3.3 Subject-scaling study (2026-05-31) — capture diversity, not volume

Before committing to capture, we measured how cross-subject accuracy scales with the number of training subjects (fixed held-out test subjects, official split, mixup+TTA):

N subjects 4 8 12 16 20 24 32
xsubj-PCK@20 36.7 57.7 58.3 61.1 62.7 63.3 63.7

The curve saturates: 4→8 subjects = +21 pts, but 24→32 = +0.45 pts. Asymptote ≈ 6465%, still ~19 pts under in-domain. Key correction to the "more data" recommendation: simply capturing more people from the same distribution will not close the gap — subject-count returns vanish past ~1620 subjects. The residual is device/room/protocol shift (MM-Fi's cross-subject split is partly cross-environment by construction). Re-scoped phase-1 capture target: maximize DIVERSITY (rooms, devices, antenna geometries, traffic protocols), not headcount — and pair it with few-shot target-domain adaptation (a handful of labeled frames from the deployment room), which the saturation curve implies will beat any amount of additional source subjects. This makes the encoder's domain-invariance objective (vs the failed subject-invariance one) the design priority.

4. Acceptance Test

The encoder is accepted only if it improves cross-subject torso-PCK@20 by ≥ 6 absolute points without reducing random-split torso-PCK@20 by more than 2 points — on the same MM-Fi pipeline, one-command reproduction, with per-joint error tables. Results land as AetherArena witness rows (ADR-149), nothing published until reviewed.

5. Consequences

Positive: a reusable, self-supervised RF foundation encoder for CSI/CIR/BFLD; the first principled attack on the cross-subject frontier; the coherence head adds an anti-hallucination integrity signal no competitor has.

Negative / risk: SSL pretraining requires matching the production CSI→feature pipeline (ADR-149 §SSL note flagged the resampling-replication risk); the multi-loss stack needs careful weight tuning (DANN showed loss-imbalance can collapse training); physics normalization must be validated not to discard pose-relevant deltas.

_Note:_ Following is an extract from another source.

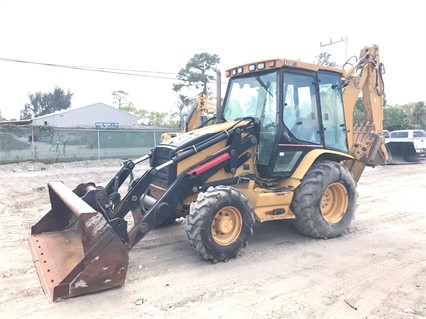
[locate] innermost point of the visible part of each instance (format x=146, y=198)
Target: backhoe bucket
x=401, y=152
x=74, y=249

Neutral: the in-domain head is unchanged; the encoder slots in front of the existing pose decoder.

6. Alternatives Considered

  1. Bigger model only — tested; hurts cross-subject (overfits seen subjects).
  2. Naïve DANN subject-adversarial — tested; no gain, collapse risk; entangles pose evidence.
  3. More data only (camera/ADR-079) — complementary and ultimately necessary, but slow and out-of-band; the encoder extracts more from existing data first.

7. Open Questions

  1. Physics-normalization spec — exact antenna/subcarrier/phase terms, validated to preserve pose deltas.
  2. Masked-CSI SSL on the production feature pipeline (resampling match — see ADR-149).
  3. Where the coherence/mincut integrity signal is computed (reuse ADR-135 coherence gate vs new head).
  4. CIR (ADR-134) / BFLD fusion into the same encoder — phase 3.